Un rédacteur SEO a publié dans le « magazine des professionnels de l’information stratégique » un article vraisemblablement généré par IA qui m’attribuait un « témoignage d’expert » où je recommandais une formation… que je ne connaissais pas. Mon nom vient aussi d’apparaître sur des sites GenAI cré…
Résumé
Usurpation de citations par IA
Un rédacteur SEO a publié un article sur le site Veillemag.com, un magazine dédié aux professionnels de l'information stratégique, attribuant à Jean-Marc Manach, journaliste spécialiste de l'OSINT (Open Source INTelligence ou renseignement de sources ouvertes), une citation qu'il n'a jamais prononcée.
Cette citation, présentée comme un « témoignage d'expert », recommandait une formation en OSINT que Manach ne connaissait même pas.
L'article, vraisemblablement généré par une intelligence artificielle, était structuré sous forme de listes à puces, ce qui est typique des contenus automatisés.
Après avoir été contacté par Manach, le rédacteur a admis ne plus se souvenir de l'origine de cette citation, évoquant des posts LinkedIn consultés plusieurs mois auparavant.
La citation a finalement été supprimée par la rédactrice en chef du site après son intervention.

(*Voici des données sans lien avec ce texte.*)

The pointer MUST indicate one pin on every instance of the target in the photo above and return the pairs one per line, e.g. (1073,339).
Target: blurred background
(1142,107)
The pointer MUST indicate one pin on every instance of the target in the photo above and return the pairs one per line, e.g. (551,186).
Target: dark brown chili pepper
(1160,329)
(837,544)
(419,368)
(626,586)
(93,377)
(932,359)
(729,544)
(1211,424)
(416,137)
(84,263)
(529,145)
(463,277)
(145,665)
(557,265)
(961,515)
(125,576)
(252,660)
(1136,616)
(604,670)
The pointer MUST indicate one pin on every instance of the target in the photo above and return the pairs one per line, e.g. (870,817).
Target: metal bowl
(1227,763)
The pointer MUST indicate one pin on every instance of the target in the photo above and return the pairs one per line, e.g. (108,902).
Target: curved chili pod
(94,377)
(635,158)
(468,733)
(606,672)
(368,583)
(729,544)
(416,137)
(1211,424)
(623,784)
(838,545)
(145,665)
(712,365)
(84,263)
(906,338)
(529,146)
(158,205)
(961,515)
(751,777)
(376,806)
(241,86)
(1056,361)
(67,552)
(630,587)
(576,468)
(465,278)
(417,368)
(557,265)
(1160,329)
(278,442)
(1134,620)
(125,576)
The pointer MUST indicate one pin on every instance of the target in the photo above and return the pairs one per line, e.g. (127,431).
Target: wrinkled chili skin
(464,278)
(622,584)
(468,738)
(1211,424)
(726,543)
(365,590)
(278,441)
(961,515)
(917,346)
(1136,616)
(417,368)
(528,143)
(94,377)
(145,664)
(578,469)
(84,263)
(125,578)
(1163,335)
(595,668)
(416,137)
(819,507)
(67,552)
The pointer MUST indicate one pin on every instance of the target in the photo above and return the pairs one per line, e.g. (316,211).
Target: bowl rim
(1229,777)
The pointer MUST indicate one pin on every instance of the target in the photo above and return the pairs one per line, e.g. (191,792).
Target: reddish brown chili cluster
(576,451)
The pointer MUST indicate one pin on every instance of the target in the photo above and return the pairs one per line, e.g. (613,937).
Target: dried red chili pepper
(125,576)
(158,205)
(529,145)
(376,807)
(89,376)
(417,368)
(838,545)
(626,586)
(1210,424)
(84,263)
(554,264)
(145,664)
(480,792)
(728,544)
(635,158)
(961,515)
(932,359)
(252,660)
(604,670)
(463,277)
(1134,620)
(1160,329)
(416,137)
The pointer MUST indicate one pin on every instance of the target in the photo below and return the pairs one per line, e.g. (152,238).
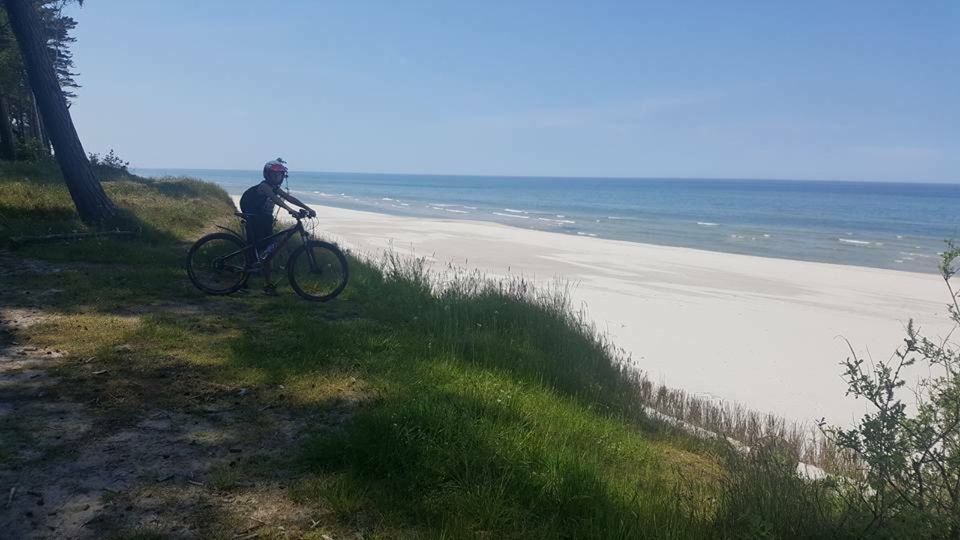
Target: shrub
(911,474)
(109,166)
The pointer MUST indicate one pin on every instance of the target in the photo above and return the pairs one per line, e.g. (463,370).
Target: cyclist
(258,203)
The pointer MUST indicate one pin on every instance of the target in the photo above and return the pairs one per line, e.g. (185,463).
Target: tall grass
(452,302)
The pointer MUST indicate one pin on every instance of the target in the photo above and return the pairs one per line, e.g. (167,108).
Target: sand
(767,333)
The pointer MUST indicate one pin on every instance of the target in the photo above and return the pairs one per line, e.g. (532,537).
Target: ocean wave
(510,215)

Multiplication des faux sites d'infos
Jean-Marc Manach a découvert que son nom était également utilisé sur deux autres sites d'informations générés par IA : Archyde.com et NewsDirectory3.com.
Sur Archyde.com, il était présenté comme un « avocat spécialisé dans les droits numériques à La Quadrature du Net », une organisation qu'il ne fréquente pas.
Sur NewsDirectory3.com, il était décrit comme un « chercheur en politiques technologiques chez Les Numériques », un média pour lequel il n'a jamais écrit.
Ces sites, ainsi que d'autres, font partie d'un réseau de plus de 20 sites d'informations automatisés gérés par un dentiste roumain expatrié à Dubaï.
Ce réseau cumule des millions de pages vues chaque mois et génère des contenus dans plusieurs langues, souvent à partir de l'agrégation de sites eux-mêmes générés par IA.
Usurpation de l'Electronic Frontier Foundation
L'Electronic Frontier Foundation (EFF), une ONG pionnière dans la défense des libertés numériques, a également été victime d'une usurpation de ses experts par des sites générés par IA.
Le site News-USA Today a publié des articles attribuant des témoignages à des membres du personnel de l'EFF qui n'existent pas, comme Sarah Chen, Javier Morales ou Emma Rodriguez.
L'EFF a alerté ses lecteurs sur cette pratique, soulignant que ces fausses citations nuisent à la crédibilité de l'organisation et à la confiance du public dans les médias.
L'EFF a rappelé que les consommateurs d'informations doivent redoubler de vigilance pour distinguer le vrai du faux dans un paysage médiatique de plus en plus saturé par des contenus automatisés.
Mécanismes des fermes de contenus
Les sites générés par IA identifiés dans cet article font partie d'un réseau appelé ferme de contenus ou PBN (Private Blog Network).
Ces réseaux regroupent des dizaines de sites web automatisés, souvent administrés par une seule personne, comme le dentiste roumain mentionné.
L'objectif principal de ces fermes est de générer du trafic pour maximiser les revenus publicitaires ou d'affiliation, même si ces revenus sont minimes.
Les contenus sont souvent créés en agrégeant des informations issues d'autres sites automatisés, sans vérification ni ajout de valeur éditoriale.
Ces pratiques exploitent les failles des algorithmes des moteurs de recherche pour apparaître comme des sources d'information crédibles, tout en sapant la confiance dans les médias traditionnels.
Conséquences et solutions envisagées
Les usurpations de citations et la prolifération des sites d'informations générés par IA posent un défi majeur pour la crédibilité de l'information en ligne.
Jean-Marc Manach a choisi de ne pas poursuivre les responsables, estimant que cela ne servirait à rien face à l'ampleur du phénomène.
L'AI Act, une réglementation européenne sur l'intelligence artificielle, n'interdit pas la publication de contenus générés par IA, mais impose une transparence sur leur origine.
Des solutions techniques, comme des extensions de navigateur signalant les sites automatisés, sont en développement pour aider les utilisateurs à identifier ces contenus.
Cependant, leur efficacité reste limitée face à l'ingéniosité des créateurs de ces fermes de contenus.